In [1]:
pip install numpy tensorflow --use-feature=2020-resolver termcolor 


Usage:   
  /opt/conda/bin/python3.7 -m pip install [options] <requirement specifier> [package-index-options] ...
  /opt/conda/bin/python3.7 -m pip install [options] -r <requirements file> [package-index-options] ...
  /opt/conda/bin/python3.7 -m pip install [options] [-e] <vcs project url> ...
  /opt/conda/bin/python3.7 -m pip install [options] [-e] <local project path> ...
  /opt/conda/bin/python3.7 -m pip install [options] <archive url/path> ...

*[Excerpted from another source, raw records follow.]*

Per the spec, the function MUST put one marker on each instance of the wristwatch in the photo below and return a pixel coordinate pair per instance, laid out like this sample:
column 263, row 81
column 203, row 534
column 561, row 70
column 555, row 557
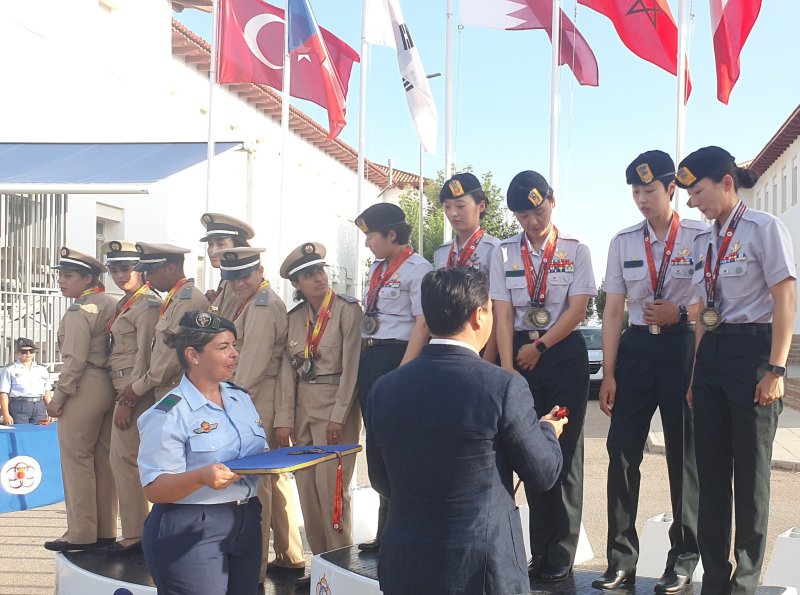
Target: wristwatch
column 779, row 371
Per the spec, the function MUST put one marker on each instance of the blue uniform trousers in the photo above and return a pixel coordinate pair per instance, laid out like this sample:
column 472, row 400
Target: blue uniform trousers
column 214, row 549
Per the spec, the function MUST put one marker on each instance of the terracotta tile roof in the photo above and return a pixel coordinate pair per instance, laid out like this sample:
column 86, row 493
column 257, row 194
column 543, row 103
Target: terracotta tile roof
column 195, row 51
column 785, row 136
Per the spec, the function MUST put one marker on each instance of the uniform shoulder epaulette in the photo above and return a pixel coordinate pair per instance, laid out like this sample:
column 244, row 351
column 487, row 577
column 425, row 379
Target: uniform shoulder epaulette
column 167, row 403
column 237, row 387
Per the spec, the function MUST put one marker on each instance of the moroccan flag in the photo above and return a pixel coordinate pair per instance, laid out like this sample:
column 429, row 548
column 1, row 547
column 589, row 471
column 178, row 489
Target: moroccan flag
column 250, row 50
column 647, row 28
column 516, row 15
column 731, row 21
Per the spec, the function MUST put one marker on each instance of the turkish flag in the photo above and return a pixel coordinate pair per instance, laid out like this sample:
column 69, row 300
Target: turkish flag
column 647, row 28
column 731, row 21
column 250, row 50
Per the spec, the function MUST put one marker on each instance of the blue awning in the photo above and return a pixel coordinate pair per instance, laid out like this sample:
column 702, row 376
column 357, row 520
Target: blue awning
column 103, row 164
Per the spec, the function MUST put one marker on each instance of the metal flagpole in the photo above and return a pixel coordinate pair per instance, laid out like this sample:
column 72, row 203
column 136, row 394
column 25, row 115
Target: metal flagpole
column 212, row 85
column 681, row 109
column 555, row 94
column 448, row 109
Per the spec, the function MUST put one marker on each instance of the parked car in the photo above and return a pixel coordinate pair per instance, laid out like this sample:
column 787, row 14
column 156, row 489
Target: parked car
column 594, row 344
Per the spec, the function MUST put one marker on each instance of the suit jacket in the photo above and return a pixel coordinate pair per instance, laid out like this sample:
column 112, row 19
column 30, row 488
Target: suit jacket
column 444, row 433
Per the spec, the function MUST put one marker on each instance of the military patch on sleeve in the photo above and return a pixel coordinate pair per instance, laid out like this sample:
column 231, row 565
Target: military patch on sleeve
column 168, row 403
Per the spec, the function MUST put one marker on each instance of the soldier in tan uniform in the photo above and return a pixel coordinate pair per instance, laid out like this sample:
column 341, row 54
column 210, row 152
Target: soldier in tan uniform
column 222, row 233
column 323, row 348
column 84, row 402
column 131, row 330
column 261, row 330
column 163, row 264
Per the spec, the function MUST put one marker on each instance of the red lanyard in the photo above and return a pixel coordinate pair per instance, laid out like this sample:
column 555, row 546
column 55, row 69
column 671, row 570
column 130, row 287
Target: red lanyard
column 658, row 281
column 315, row 332
column 128, row 305
column 467, row 252
column 711, row 278
column 377, row 281
column 537, row 280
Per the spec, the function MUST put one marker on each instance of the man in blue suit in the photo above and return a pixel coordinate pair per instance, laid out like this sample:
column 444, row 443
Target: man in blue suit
column 444, row 434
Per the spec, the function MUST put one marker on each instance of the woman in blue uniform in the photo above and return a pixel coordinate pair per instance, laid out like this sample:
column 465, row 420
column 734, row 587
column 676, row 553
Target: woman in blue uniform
column 746, row 275
column 203, row 533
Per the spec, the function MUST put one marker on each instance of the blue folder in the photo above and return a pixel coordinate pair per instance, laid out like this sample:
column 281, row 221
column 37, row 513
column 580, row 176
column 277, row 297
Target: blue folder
column 284, row 460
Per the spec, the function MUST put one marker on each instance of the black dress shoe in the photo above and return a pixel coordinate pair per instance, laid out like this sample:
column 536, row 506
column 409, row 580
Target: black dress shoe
column 614, row 579
column 535, row 565
column 59, row 545
column 670, row 582
column 373, row 545
column 552, row 574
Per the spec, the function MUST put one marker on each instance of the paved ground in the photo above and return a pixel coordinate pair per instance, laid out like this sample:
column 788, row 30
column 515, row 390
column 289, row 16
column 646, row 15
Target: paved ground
column 27, row 569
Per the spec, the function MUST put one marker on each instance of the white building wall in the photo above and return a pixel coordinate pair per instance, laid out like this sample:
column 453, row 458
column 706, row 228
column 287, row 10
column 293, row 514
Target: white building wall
column 94, row 74
column 777, row 191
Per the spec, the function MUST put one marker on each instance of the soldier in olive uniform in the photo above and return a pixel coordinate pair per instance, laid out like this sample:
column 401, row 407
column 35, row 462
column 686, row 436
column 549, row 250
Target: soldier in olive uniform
column 324, row 346
column 261, row 330
column 222, row 233
column 163, row 264
column 131, row 330
column 84, row 404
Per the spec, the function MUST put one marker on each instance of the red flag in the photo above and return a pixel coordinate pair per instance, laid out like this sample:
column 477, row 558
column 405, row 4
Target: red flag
column 647, row 28
column 250, row 50
column 731, row 21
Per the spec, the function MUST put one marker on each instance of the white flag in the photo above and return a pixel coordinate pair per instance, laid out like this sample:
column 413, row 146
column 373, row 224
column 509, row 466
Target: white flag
column 418, row 91
column 377, row 25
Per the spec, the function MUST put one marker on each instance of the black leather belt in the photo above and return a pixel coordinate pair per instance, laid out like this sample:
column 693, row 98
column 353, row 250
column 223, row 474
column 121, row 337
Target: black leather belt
column 750, row 329
column 666, row 329
column 370, row 342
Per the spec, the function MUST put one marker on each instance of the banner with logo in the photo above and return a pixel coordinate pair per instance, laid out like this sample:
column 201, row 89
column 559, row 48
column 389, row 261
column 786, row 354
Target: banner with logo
column 30, row 467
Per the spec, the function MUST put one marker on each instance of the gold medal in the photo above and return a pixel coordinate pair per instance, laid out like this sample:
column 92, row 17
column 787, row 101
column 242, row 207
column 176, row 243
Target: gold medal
column 710, row 318
column 537, row 317
column 369, row 324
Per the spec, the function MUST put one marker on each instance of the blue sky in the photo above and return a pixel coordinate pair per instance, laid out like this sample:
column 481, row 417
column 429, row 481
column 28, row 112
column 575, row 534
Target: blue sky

no such option: --use-feature
Note: you may need to restart the kernel to use updated packages.


In [2]:
from tensorflow.keras import layers as layers
import tensorflow.keras as keras
import tensorflow as tf
import numpy as np
import time
from termcolor import colored

class EncDec():

    def __init__(self, input_vocab, target_vocab, embedding_dim, units, batch_size, inpmap, targmap):

        # constructs network
        
        hidden = hidden_init(batch_size, units)
        self.input_dim = input_vocab
        self.out_dim = target_vocab
        self.batch_size = batch_size
        self.embed_dim = embedding_dim
        self.units = units
        self.inmap = inpmap
        self.outmap = targmap

        self.encoder = EncDec.Encoder(input_vocab, embedding_dim, units, batch_size)
        self.decoder = EncDec.Decoder(target_vocab, embedding_dim, units, batch_size)

        print(colored("Encoder and Decoder models created! Ready for training", "green"))

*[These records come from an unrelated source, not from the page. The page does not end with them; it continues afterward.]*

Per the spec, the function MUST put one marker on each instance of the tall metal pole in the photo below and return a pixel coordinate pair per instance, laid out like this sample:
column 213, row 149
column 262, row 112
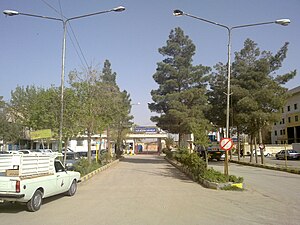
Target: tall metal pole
column 62, row 81
column 228, row 96
column 15, row 13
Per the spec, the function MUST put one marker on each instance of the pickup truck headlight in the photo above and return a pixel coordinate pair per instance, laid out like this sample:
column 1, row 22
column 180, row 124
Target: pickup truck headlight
column 69, row 164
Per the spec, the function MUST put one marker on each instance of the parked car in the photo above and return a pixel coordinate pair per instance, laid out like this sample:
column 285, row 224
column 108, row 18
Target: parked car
column 266, row 153
column 290, row 154
column 24, row 151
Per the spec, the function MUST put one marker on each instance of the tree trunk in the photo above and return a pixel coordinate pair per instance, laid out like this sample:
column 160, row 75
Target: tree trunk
column 239, row 146
column 66, row 150
column 108, row 141
column 255, row 146
column 251, row 148
column 260, row 145
column 89, row 147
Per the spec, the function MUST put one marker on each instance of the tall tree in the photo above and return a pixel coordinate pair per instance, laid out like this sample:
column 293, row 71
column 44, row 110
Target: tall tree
column 100, row 98
column 258, row 94
column 180, row 98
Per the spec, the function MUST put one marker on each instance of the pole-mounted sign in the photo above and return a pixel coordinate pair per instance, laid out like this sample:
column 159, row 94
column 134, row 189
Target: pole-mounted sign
column 226, row 144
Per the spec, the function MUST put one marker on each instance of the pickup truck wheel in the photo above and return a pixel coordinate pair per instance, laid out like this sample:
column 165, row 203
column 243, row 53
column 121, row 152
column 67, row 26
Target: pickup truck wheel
column 73, row 188
column 35, row 202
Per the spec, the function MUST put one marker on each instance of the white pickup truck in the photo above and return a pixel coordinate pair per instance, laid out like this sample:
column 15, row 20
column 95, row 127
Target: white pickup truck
column 28, row 178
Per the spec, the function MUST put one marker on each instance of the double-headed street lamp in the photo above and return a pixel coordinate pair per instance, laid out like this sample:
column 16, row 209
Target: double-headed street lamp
column 64, row 22
column 283, row 22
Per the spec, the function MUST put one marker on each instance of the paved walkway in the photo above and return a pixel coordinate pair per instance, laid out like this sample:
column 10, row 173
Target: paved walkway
column 147, row 190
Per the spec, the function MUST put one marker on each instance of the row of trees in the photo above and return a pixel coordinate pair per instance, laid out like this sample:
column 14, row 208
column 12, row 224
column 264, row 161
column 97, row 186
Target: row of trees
column 93, row 103
column 192, row 99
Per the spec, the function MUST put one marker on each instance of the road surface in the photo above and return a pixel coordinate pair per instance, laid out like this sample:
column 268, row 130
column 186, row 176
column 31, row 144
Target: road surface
column 146, row 190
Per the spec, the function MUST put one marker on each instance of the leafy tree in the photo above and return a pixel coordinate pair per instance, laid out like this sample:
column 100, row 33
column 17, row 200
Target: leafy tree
column 10, row 132
column 180, row 98
column 101, row 101
column 258, row 92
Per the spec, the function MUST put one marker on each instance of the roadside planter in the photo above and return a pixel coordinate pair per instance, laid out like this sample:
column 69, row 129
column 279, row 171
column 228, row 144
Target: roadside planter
column 204, row 182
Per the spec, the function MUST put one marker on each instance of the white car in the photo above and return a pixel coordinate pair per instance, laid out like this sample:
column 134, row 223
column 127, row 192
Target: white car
column 266, row 153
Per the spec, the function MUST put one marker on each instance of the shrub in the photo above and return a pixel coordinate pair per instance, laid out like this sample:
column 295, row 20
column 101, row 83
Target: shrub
column 83, row 166
column 235, row 179
column 198, row 168
column 214, row 176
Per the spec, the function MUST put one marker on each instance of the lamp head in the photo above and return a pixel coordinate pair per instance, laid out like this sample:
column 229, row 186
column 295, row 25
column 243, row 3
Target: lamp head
column 10, row 12
column 119, row 9
column 178, row 12
column 283, row 22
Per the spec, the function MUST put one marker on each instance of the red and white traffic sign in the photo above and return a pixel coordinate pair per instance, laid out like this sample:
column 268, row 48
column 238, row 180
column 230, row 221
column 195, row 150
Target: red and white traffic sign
column 226, row 144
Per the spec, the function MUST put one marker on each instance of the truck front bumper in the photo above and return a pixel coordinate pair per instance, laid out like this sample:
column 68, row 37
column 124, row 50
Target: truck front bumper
column 11, row 196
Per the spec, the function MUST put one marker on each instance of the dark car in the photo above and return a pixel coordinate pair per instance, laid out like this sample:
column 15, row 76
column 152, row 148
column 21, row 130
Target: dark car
column 290, row 154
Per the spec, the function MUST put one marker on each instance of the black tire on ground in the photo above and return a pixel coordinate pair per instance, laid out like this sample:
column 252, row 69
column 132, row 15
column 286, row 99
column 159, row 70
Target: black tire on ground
column 34, row 204
column 73, row 188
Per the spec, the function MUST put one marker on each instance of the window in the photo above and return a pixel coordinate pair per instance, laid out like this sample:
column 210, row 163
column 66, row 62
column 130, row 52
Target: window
column 80, row 143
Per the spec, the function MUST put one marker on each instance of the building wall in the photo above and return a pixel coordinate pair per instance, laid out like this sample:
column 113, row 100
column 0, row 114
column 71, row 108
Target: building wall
column 287, row 130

    def train(self, data, epochs, steps_per_epoch):
        self.optimizer = keras.optimizers.Adam(0.01)
        self.loss_obj = keras.losses.SparseCategoricalCrossentropy(
            from_logits=True,
            reduction='none')

        for ep in range(epochs):
            start = time.time()

            enchid = hidden_init(self.batch_size, self.units)
            total_loss = 0

            for (batch, (inp, targ)) in enumerate(data.take(steps_per_epoch)):
                
                batch_loss = self.train_step(inp, targ, enchid)
                total_loss += batch_loss

                if(batch%100 == 0): 
                    print(f"Epoch {ep+1} | Batch {batch} | Loss {batch_loss}")
            
            print(colored(f"Epoch {ep+1} completed | Loss {total_loss/steps_per_epoch}", "green"))
            print(f"Time for epoch {ep+1}: {time.time()-start} seconds")

        
            
    def loss(self, ans, pred):
        mask = tf.math.logical_not(tf.math.equal(ans, 0))
        loss = self.loss_obj(ans, pred)
        mask = tf.cast(mask, dtype=loss.dtype)
        loss*=mask

        return tf.reduce_mean(loss)

    def train_step(self, inp, targ, hid):
        loss = 0

        with tf.GradientTape() as tape:
            encout, enchid = self.encoder(inp, hid)

            decin = tf.expand_dims([self.outmap.word_index['<s>']]*self.batch_size, 1)

            for t in range(1, targ.shape[1]):
                pred, dec_hid, _ = self.decoder(decin, enchid, encout)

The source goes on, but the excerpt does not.